3702i AP Won't Join 5508 Over VPN

davidcarter1971 · ‎03-03-2020

I have a 3702i that I have joined to my 5508 WLC and primed. When I move the AP to the branch location via VPN tunnel the AP won't connect/join to the WLC. I have both DNS set for cisco-capwap-controller, and option 43 set on the DHCP scope. The AP correctly obtains the WLC IP but when it tries to connect I receive the following error:

%CAPWAP-3 EVENTLOG: Could Not discover any MWAR.

I have tested communication from branch site to HQ via ping. A PC on the branch network (AP Subnet), can ping the HQ network, WLC Network, and WLC. The AP can ping the HQ network, WLC Network, but not the WLC.

Forgot to add that the 5508 is running 8.0.133.0 and the AP is running 15.3(3)JA8$

Any help appreciated.

davidcarter1971 · ‎03-03-2020

Forgot to add that the 5508 is running 8.0.133.0 and the AP is running 15.3(3)JA8$

Cristian Matei · ‎03-03-2020

Hi,

Connect to AP console, authenticate, reboot and post the complete boot output.

Regards,

Cristian Matei.

davidcarter1971 · ‎03-05-2020

Hello Cristian,

Unfortunately this had to be deployed less than 24 hours after I posted. I am currently unable to troubleshoot more but will if I can find equipment to replicate the issue. The resolution I found was to use a 3602. It worked immediately after I plugged it in.
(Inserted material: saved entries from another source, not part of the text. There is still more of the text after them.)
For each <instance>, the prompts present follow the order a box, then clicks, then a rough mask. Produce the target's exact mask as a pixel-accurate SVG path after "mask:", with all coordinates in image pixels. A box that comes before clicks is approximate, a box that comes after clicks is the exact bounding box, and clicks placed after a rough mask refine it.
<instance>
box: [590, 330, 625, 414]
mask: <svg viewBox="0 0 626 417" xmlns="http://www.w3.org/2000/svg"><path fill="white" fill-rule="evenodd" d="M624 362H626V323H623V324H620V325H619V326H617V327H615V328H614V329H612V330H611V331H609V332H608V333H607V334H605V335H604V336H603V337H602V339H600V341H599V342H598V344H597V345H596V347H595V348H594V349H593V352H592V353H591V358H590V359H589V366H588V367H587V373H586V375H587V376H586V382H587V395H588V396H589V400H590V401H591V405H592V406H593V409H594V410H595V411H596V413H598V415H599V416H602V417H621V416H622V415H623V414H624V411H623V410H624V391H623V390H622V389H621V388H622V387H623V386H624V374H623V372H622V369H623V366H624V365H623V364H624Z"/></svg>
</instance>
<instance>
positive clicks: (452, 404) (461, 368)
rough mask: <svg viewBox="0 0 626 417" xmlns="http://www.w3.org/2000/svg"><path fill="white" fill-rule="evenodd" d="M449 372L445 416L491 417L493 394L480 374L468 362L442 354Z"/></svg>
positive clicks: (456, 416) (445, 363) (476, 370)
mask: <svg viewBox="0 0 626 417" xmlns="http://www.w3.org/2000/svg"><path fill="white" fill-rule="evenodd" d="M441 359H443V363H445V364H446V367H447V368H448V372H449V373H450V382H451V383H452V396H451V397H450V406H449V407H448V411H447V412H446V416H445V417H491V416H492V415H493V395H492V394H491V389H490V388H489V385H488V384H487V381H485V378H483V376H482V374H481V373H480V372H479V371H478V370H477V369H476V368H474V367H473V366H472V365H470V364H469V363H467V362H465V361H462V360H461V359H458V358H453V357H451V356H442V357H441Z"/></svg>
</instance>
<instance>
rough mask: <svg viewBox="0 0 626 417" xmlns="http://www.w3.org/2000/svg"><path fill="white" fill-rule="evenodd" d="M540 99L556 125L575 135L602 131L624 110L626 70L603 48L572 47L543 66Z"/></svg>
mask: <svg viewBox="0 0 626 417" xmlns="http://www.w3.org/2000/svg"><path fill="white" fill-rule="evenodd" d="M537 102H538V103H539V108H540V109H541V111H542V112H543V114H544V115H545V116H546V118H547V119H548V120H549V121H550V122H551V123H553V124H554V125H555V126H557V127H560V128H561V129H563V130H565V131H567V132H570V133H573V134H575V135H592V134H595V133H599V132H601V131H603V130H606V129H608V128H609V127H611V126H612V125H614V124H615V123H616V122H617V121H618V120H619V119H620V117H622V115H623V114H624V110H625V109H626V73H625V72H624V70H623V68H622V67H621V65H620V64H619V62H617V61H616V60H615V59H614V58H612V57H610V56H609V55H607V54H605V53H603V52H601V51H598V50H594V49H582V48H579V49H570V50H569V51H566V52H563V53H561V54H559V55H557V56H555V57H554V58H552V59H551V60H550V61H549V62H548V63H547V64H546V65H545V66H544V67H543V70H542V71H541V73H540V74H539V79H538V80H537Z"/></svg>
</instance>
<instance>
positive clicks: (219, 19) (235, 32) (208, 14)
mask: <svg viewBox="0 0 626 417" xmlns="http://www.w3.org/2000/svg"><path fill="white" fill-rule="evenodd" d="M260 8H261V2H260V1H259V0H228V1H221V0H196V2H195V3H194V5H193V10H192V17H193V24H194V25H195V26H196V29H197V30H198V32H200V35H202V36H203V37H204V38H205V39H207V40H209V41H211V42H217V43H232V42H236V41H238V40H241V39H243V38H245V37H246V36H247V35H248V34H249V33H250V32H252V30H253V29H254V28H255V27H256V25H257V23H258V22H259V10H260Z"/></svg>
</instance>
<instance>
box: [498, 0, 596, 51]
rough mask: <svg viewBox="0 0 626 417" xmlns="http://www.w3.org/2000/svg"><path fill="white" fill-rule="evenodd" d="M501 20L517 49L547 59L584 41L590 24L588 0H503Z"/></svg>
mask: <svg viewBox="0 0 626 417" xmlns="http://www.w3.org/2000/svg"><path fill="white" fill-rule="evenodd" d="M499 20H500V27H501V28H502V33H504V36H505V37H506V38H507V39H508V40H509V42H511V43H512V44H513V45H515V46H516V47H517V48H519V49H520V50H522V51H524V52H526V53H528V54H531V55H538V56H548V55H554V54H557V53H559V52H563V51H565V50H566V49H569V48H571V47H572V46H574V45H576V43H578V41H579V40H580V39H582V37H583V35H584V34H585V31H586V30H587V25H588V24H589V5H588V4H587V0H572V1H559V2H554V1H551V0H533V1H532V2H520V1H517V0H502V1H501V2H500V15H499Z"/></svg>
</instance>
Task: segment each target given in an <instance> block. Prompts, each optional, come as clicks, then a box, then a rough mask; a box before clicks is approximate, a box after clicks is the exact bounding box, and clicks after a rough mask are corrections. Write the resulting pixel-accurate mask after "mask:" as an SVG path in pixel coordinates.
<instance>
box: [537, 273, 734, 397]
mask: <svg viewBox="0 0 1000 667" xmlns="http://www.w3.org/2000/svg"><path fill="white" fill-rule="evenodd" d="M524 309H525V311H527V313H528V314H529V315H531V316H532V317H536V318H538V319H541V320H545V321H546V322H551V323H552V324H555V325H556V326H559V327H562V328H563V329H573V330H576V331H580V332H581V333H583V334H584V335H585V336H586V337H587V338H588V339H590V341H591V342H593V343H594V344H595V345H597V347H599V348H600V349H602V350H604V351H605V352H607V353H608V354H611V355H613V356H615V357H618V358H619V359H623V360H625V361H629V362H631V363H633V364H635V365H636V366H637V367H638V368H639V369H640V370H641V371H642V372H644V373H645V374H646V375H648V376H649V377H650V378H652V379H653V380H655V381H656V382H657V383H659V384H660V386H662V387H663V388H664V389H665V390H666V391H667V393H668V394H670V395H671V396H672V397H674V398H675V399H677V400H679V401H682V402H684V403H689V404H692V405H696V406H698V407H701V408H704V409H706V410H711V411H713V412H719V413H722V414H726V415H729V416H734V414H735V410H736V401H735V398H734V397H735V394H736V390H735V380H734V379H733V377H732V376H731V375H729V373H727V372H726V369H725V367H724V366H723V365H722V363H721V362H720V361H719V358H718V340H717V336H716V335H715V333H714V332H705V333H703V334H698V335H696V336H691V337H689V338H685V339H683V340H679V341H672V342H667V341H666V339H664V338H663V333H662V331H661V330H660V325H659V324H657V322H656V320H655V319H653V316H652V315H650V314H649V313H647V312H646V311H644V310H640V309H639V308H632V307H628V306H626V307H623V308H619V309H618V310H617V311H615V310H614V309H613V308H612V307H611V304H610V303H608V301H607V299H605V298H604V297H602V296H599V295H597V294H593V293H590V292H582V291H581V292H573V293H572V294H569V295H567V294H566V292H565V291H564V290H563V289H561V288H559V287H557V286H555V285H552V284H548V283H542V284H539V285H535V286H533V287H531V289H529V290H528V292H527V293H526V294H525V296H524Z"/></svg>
As an extra note the solution isn't viable due to low speeds over wireless. I'm guessing that the encryption of the SSID, encapsulation of the CAPWAP, and the encrypt/encap of the VPN tunnel is causing issues with fragmentation. I tried modifying the MSS and it helped but it was a joke. The wireless speeds are .3 Mbps after modifying the MSS.

Thanks again for help and interest. If I can lab and simulate this again I will update.

patoberli · ‎03-04-2020

NTP on the WLC enabled?
The required CAPWAP ports open?
MTU large enough?
https://www.cisco.com/c/en/us/support/docs/wireless/wireless-lan-controller-software/211405-Configure-CAPWAP-Path-MTU-Discovery.html

davidcarter1971 · ‎03-05-2020

Hello @patoberli,

Unfortunately this had to be deployed less than 24 hours after I posted. I am currently unable to troubleshoot more but will if I can find equipment to replicate the issue. The resolution I found was to use a 3602. It worked immediately after I plugged it in. As an extra note the solution isn't viable due to low speeds over wireless. I'm guessing that the encryption of the SSID, encapsulation of the CAPWAP, and the encrypt/encap of the VPN tunnel is causing issues with fragmentation. I tried modifying the MSS and it helped but it was a joke. The wireless speeds are .3 Mbps after modifying the MSS.

Thanks again for help and interest. If I can lab and simulate this again I will update.

drouleau · ‎12-20-2022

Look at MTU. IPSEC site to site has an overhead and your CAPWAP might be too big to fit in it.

drouleau · ‎12-20-2022

From Google: When IPsec is being used, it is customary to set the MTU size on the tunnel interfaces to 1,400 bytes and to set the TCP-MSS-adjust to 1,360 bytes. This can be configured in a Cisco IOS device using these commands.

JPavonM · ‎12-20-2022

I have suffered similar scenario with Meraki AutoVPN and all Cisco AP models.

Due to the way it works, Meraki AutoVPN topology uses the lower MTU in the head-ends that they see in the full topology. Cisco AP on a site with higher MTU than that on the WAN side of the head-ends negotiates local MTU with the spoke device (another Meraki MX) and will try to join using 576 / 1005 / 1485 path MTUs, plus any value received in ICMP destination unreachable packet with a fragmentation required message. In the case of Cisco C9800, they respond to such association using a packet which is 32 bytes smaller than that in use by the AP. At the end it resulted that a MTU assymetry was causing the CAPWAP tunnel to be constantly renegotiated so clients were disconnecting or unable to connect, and sometimes some APs were unable to join (CSCwc05350).

You could be suffering a similar scenario with MTU flapping so my recommendation is to upgrade to 8.5 version which supports your AP3602's, and maybe not suffering that weird behaviours. If they keep doing that, it is maybe time to consider moving forward and remove AP3602 in order to move code to 8.10 and see if that solves the issue (or deploy a virtual WLC for testing this on 8.10 and AP3702).